Setting up a CUDA workstation with Docker
Overview
Everybody does Artificial Intelligence, Machine Learning and Deep Fake these days. The iem is no exception, so I was tasked to setup a CUDA workstation for our users.
Hardware
I didn't specify the hardware (that was done by a colleague of mine who actually wants to use the system) and only had a quick check, whether it would be supported on linux, so yesterday I got a largish parcel on my table containing a "MIFCOM High-End Workstation" equipped with:
- Intel Xeon W-2255
- 128GB RAM
- NVIDIA GeForce RTX 3080
- ...
Nice.
The case is huge, and not even 19"-compatible. (It reminds me on my first big tower in the mid 90s. Computers have shrunk since then...) Let's hope we will find some place for the machine.

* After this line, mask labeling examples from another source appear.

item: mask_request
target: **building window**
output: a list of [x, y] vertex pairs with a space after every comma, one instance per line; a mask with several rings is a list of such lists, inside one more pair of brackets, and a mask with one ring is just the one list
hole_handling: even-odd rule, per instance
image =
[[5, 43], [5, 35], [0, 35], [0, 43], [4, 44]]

It also features a 2kW PSU to power an energy sucking graphics card. And Machine Learning gets better the longer you keep it running...
So, from an environmental perspective...Not entirely nice. 😟
Base System: Debian
There's really not much to say here. A standard installation of Debian 11 "bullseye" with my trusted USB stick gets the system up and running.
Standard tweaks
All apt sources in /etc/apt/sources.list.d/
apt-repositories can be listed in both the file /etc/apt/sources.list
or in any files with a .list extension in the /etc/apt/sources.list.d/ directory.
I very much prefer only a single scheme on my machines, so I move the standard repository configuration:
1mv /etc/apt/sources.list /etc/apt/sources.list.d/debian.list
etckeeper
The most important part of a server-setup is /etc.
All the data resides on some fileserver (and is being properly backed up),
and the software itself is installed via apt (so can easily be reinstalled).
But the sysadmin's work goes into /etc.
To have a backup and a rollback option, I track all the configuration with git,
using the etckeeper package.
This will automatically commit changes introduced by package changes (that is:
whenever something is installed/upgraded/uninstalled via apt), and will
also commit any pending changes each night.
However, I strive to keep autocommits to a minimum and commit whatever changes
I made to the configuration immediately. But humans tend to forget...
Anyhow, here's how I install it:
1cd /etc
2apt install etckeeper
3git config --add user.name "IEM network operation center / IOhannes m zmoelnig"
4git config --add user.email noc@iem.at
Standard packages
The default editor that comes on a minimal Debian installation is nano.
It's small and I hate it.
I do most of my coding work in emacs,
but that is huge so I usually don't use it for server administration.
Instead I always use vi when working via ssh. Weird.
For complex package selections I also like an interactive tool to work with apt,
for which I love aptitude.
And for whatever reasons must-haves like curl are also missing from the default installation.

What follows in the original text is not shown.